The History of Cadhay

The tale of Mary Reibey:

Christened Molly Haydock she was born in 1777 in Bury, Lancashire. Her father died in1779 and it appears that her mother died shortly afterwards. She was brought up by her grandmother and at the age of fourteen she ran away disguised as a boy. After five months she was arrested as a horse thief and was condemned to death by hanging but she still never disclosed her identity. The deception was only discovered prior to her sailing to Australia after the sentence was commuted to transportation.

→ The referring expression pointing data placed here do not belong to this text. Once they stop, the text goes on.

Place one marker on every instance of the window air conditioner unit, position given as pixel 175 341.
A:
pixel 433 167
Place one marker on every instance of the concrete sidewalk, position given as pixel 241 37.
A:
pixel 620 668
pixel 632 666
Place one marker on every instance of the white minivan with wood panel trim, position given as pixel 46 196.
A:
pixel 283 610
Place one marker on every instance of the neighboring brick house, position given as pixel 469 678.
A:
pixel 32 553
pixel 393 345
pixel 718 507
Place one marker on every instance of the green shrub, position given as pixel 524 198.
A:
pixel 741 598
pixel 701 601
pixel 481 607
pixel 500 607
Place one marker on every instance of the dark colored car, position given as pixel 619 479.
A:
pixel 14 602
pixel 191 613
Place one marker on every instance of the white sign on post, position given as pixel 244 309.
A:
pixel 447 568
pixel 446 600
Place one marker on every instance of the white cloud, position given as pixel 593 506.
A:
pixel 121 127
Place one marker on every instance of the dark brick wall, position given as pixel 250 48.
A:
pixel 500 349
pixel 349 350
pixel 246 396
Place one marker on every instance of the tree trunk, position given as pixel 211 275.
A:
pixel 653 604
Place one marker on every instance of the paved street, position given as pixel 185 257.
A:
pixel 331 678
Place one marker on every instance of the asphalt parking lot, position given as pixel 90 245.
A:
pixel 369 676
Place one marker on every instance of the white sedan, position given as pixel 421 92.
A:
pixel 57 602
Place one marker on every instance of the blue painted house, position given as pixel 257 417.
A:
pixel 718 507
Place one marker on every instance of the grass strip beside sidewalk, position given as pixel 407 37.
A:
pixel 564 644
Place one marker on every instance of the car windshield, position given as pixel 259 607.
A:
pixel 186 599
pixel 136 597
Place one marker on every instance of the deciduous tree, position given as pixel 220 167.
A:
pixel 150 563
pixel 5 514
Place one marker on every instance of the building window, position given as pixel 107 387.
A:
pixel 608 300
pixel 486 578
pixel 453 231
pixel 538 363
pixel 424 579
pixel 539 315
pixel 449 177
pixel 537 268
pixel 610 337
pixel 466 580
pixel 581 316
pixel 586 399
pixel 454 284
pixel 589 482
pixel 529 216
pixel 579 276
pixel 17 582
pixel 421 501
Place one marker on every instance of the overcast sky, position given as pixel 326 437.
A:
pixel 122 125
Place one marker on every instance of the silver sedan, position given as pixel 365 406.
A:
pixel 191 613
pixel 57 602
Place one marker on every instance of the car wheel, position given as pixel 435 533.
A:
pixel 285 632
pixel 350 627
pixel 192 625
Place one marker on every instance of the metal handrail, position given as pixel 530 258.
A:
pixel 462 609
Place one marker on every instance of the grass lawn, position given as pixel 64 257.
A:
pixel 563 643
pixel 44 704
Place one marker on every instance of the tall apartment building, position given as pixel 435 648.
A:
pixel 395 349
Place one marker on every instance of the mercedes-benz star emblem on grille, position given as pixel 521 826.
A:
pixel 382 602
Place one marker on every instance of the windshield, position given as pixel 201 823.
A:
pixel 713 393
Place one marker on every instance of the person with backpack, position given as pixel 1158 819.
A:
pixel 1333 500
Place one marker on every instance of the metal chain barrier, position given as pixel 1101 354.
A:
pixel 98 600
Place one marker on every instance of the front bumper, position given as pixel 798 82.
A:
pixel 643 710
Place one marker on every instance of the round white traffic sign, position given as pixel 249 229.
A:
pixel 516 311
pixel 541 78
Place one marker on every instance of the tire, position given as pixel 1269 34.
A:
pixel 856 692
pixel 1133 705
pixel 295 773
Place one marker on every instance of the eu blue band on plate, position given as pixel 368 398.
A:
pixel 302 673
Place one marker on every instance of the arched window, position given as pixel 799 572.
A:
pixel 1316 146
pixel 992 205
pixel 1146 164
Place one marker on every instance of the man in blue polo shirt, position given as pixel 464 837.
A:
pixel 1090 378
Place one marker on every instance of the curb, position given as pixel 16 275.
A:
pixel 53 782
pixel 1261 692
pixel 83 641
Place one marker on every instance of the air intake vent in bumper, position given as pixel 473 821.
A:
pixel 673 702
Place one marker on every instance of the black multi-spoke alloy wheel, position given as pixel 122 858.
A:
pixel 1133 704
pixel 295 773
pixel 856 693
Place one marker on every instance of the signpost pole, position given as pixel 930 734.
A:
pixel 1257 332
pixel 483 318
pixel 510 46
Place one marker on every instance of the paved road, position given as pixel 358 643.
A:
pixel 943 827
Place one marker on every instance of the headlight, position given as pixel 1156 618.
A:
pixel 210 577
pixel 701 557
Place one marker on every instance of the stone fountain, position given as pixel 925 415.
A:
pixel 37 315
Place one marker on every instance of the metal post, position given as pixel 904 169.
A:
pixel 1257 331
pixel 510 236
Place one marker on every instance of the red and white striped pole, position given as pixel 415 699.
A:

Arriving in Parramatta it is supposed that she was immediately employed by the Lieutenant Governor and his wife as a nurse maid. She later moved to Sydney and married Thomas Reibey in 1794 with whom she had seven children. Thomas acquired a sloop, the Raven, which he used to run a cargo business between the Port of Sydney and the Hawkesbury. The business was later extended to include a trading store and several more small sloops as well as a number of farms. Before his death in 1811 Thomas was away in Bengal purchasing teas, sugar, callicoes and china and the business was effectively being run by Mary.

Mary substantially expanded the business and her fleet of vessels. She sailed back to England with her two eldest daughters in 1820 returning to Sydney a year later. She continued to accumulate land in strategic areas of New South Wales and Tasmania. Her eldest son Thomas II consolidated the shipping business and moved to Tasmania. His third child James II inherited the property of his uncle, James I, was ordained and became the rector of Denbury in Devon. His grand daughter, Charlotte (Sugar Plum) married Major Barton William-Powlett. They moved to Cadhay in 1924 and later bought the house probably with the proceeds from the sale of property in Tasmania. This brought the house back into the Powlett family after 300 years’ absence.